The same thing goes if you are taking cash out to pay off student loan balances. This special feature code similarly identifies these loans as being eligible for the limited cash-out exception.
So, ok, let’s agree that we can pay off any credit card balances and take a certain percentage of cash using a limited cash-out exception. How do we get this loan through underwriting? There’s already a way to do that.
It also seems like this special feature code could be used now. Maybe a quick and easy modification allows homeowners to pay “skipped payment” in forbearance and any debt that appears on the credit report.
And finally, if none of the above special feature codes applies to this specific National Emergency, it doesn’t seem difficult for Fannie Mae to move quickly to accommodate the rapid changes in the market. There are two new special feature codes since COVID-19 to deal with loans originated and sold during the crisis.
How Likely is This to Happen?
Honestly, my hopes are that this is already on the road map. It seems like a no-brainer to me. Homeowners should NOT be penalized for having to take a forbearance as a result of a loss of income during the COVID-19 crisis.

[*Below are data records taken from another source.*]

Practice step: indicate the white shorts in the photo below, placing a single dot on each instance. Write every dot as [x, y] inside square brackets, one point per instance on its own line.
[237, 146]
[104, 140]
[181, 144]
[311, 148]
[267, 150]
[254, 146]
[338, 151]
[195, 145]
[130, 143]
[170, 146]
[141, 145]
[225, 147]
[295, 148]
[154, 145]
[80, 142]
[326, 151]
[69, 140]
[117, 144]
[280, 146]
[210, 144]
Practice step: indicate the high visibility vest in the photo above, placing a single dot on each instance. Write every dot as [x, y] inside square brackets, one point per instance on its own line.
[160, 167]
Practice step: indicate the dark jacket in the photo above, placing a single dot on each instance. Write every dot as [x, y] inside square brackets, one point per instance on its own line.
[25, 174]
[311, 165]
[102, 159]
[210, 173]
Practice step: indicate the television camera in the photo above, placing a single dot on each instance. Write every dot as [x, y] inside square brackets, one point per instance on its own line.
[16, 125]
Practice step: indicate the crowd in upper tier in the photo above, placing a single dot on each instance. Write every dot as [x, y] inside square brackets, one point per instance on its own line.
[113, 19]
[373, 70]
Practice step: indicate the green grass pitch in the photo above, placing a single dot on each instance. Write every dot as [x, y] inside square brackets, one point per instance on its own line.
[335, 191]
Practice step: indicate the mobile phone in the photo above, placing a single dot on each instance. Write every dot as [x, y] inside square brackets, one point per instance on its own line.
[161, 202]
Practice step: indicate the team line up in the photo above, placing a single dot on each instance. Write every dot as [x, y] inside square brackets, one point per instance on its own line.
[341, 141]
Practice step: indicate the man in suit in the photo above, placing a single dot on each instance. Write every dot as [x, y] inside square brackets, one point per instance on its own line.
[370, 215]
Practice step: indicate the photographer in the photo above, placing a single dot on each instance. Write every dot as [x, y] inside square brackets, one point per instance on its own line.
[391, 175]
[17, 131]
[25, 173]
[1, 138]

This limited cash-out refinance option would automatically take into consideration that there was a gap in employment, and a simple letter of explanation will suffice. Other documentation like bank statements and verification of return to employment may be required for this option. Current income should be allowed, not penalizing you for the gap in employment that occurred during the financial hardship.
If anyone has any contacts in the higher echelons of Fannie Mae, could you pass this along? I understand that there are more urgent issues to deal with right now as the first wave of forbearances comes up on the 90-day mark.
This isn’t going to be a popular topic with the servicers that currently hold these loans in forbearance, so I’m not kidding myself, this is an uphill battle.
But it seems like such a small concession to help so many thousands, and potentially hundreds of thousands of homeowners recover gracefully for this crazy time we find ourselves in.
Is anyone listening? Or am I just crazy?